「低能先生」を凶行に駆り立てたネット民の闇 匿名コミュニティによる正義追求の恐ろしさ
人気ブロガー「Hagex」ことネットセキュリティ会社勤務の岡本顕一郎さんが殺害された6月24日の事件が大きな波紋を呼んでいる。岡本さんを殺害したのは、インターネットコミュニティの中で誹謗中傷を繰り返していた無職・松本英光容疑者。岡本さんは、自身のブログの中で、「低能先生」として知られる松本容疑者の行為を問題視し何度か取り上げていた。松本容疑者はこれを逆恨みして犯行及んだと見られている。
岡本さんはインターネットセキュリティの世界でよく知られる存在だったほか、ネット上の様々な出来事を綴った「Hagex-day.info」をHagex名で書いていた。
現実社会では接点がまったくなかった
しかしこの事件が注目されているのは、岡本さんがネット社会で広く知られた人物だったからだけではない。松本容疑者が岡本さんと現実社会では接点がまったくない上、ネット上でも直接の議論などを交わしたことがないにも関わらず、強い意思を持って殺害という行為を選択している点にある。
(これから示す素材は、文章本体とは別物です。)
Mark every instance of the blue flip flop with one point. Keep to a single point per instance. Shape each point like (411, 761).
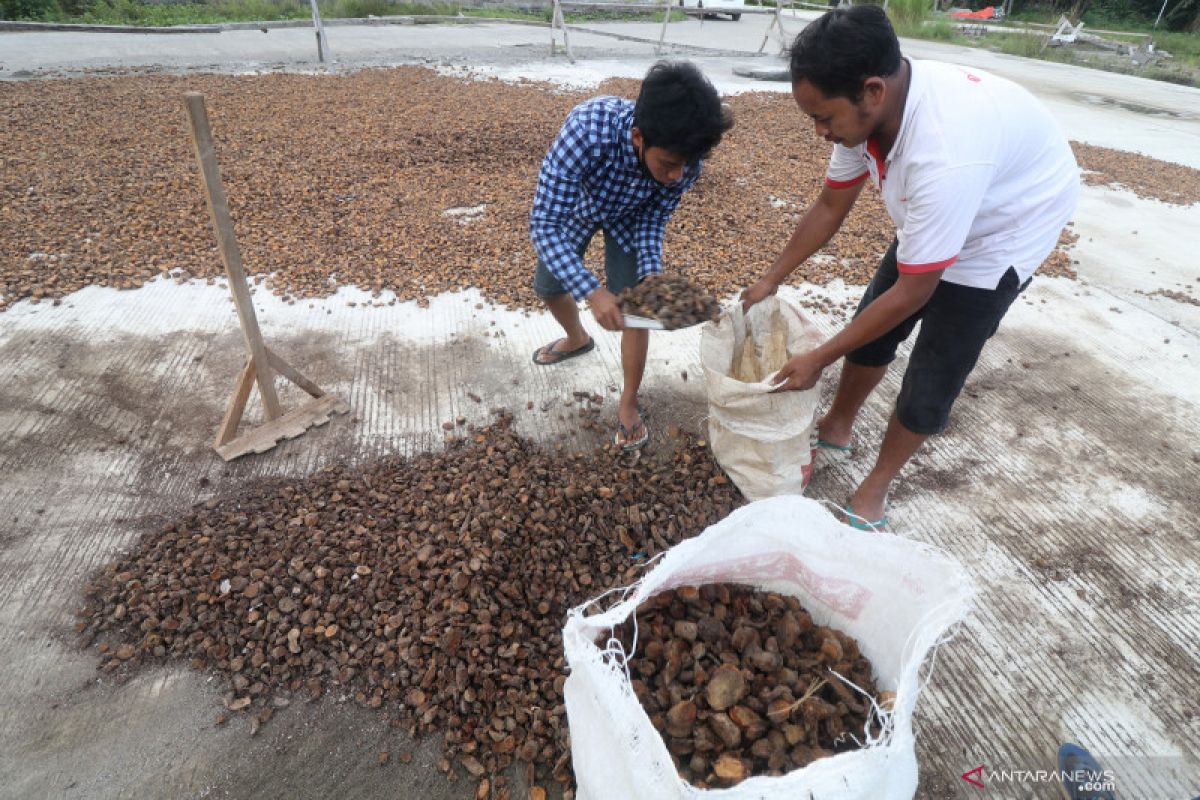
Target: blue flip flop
(858, 523)
(1081, 775)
警察からの情報を基にした複数の報道によれば、松本容疑者は岡本さんの本名すら知らず、ネット上で見つけていたHagex氏とみられる人物の写真を参考にして殺害する人物を特定したようである。Hagex氏を「ネット上で自分を批判している人物の代表」と一方的に見定め、社会への復讐として犯行に及んだと考えられる。
この事件が驚きをもって受け止められたのは、ネットコミュニティにおける匿名のやり取りに過ぎないのに、それが原因で凄惨な殺人事件を犯した点にある。たしかに、殺人にまで至った今回のようなケースはまれではあるが、ネット上には、想像を超えた発想から執拗な攻撃を行う人は多い。一方的な逆恨みは、ネットコミュニティでは決して珍しい話ではないのだ。